The Battle Continues [2]

The Battle Continues [2]
The problem with this argument is that it is completely untrue. Again CSPI is deceiving the public. These countries have environmental and conservation laws in place now that protect endangered species and strictly limit clearing of jungle land. In Malaysia, for instance, the vast majority of the land used for palm cultivation over the last 20 years has come from preexisting rubber, cocoa, and coconut farms, or from logged-over forests in areas zoned for agriculture. Areas with endangered species are strictly off limits.

Over the past century, forests have obviously been cleared to make way for cultivation and economic growth. This has been necessary to meet the demands from a growing population. Every country in the world has done the same thing! To focus on one or two countries and criticize them for doing this demonstrates extreme prejudice and lack of compassion. Many people in these countries are impoverished. Malnutrition and unemployment are high. To tell them they do not have the right to cultivate their own land so they can feed and cloth their people is absurd.

Malaysia is the world's primary palm oil produces, yet less than 19 percent of the country's total landmass is currently used for cultivation for various agriculture crops, including oil palm. This is small in comparison to the amount of land used in the United States and Europe.

Palm oil cultivation is more environmentally friendly than any other seed oil crop in the world. It uses only a fraction of the land area required by other oil crops, thus preserving forests and protecting the environment. Acre for acre, oil palm far out produces all other vegetable oil crops. For example, soybeans require 13 acres of land to produce the same amount of oil that palm can produce on just 1 acre. Corn requires 35 acres for the same amount. In view of land usage then, which does more harm?

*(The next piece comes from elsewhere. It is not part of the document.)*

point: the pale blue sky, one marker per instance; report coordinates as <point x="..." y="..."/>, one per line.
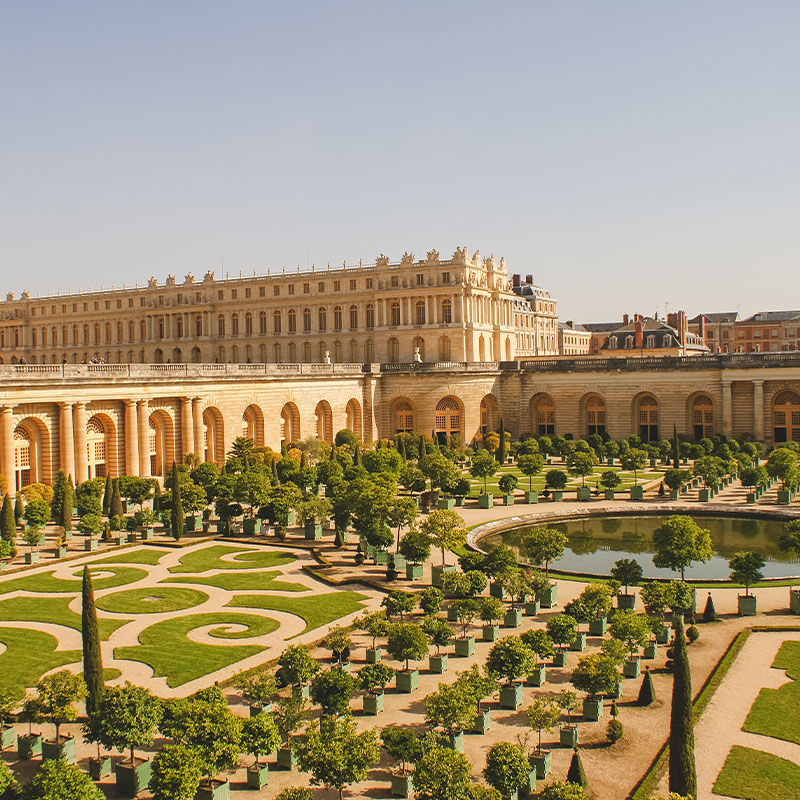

The land that is used for palm cultivation is utilized to the fullest with the least harmful effect on the environment. Wildlife is allowed to roam in and out of the farms unhindered. You don't see this on farms that grow soybeans, corn, or peanuts. Large animals would trample or eat the crops, so extensive fencing is required, further damaging the natural habitat. Soybeans require vast acreages of fenced off land. In addition, thousands of tons of pesticides are sprayed on soybean and other oil crops, causing untold damage to the environment, not to mention your health. Palm plantations generally do not use pesticides. So who is the more environmentally responsible? The answer is obvious.

Palm oil is not only produced under environmentally friendly conditions but it is also one of the healthiest oils you can eat. Replacing other oils in your diet with palm oil will help save the planet and your life.